Not only are Federal Communications Commission rules not promoting broadband deployment, but local government policies are adding to the hindrance.  No one complains about whether Interstate 4 connecting Tampa and Orlando should have a duplicate interstate running along it.  The concern is whether there is enough commerce running over the highway to spur economic growth and justify widening the existing lanes.

For example, according to comScore.com’s report , 2015 U.S. Digital Future in Focus”, in 2014, mobile app usage made up the majority of digital media activity.  Traditional television ratings fell as more Americans obtained content from emerging online platforms.    Seventy-five percent of all digital consumers over the age of 18 use desktop and mobile platforms to access Internet content.

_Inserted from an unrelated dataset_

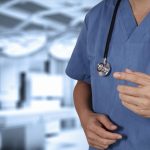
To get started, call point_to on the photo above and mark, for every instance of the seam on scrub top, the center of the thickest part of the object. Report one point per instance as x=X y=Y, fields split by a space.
x=123 y=26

Another sign of mobile’s encroachment on the desktop is growth in smartphone use.  According to comScore, smartphone use increased 16% in 2014.

I just started watching “House of Cards” (Okay, I’m a late bloomer) so now I’m counted as one of 7 of 8 Americans watching video content online, with half of these consumers watching content online on a daily basis.

And about that commerce moving along the roadway?  E-commerce grew 14% in 2014 with businesses raking in $268.5 billion.

All this content and e-commerce activity happening while consumers allegedly are “abused” by a lack of broadband access platform competition.  Policy makers shouldn’t waste their time on making an oligopoly a larger oligopoly.  The focus should be on clearing spectrum for greater use of the internet and ensuring that the provision of data, whether in the form of video or text, is not interfered with.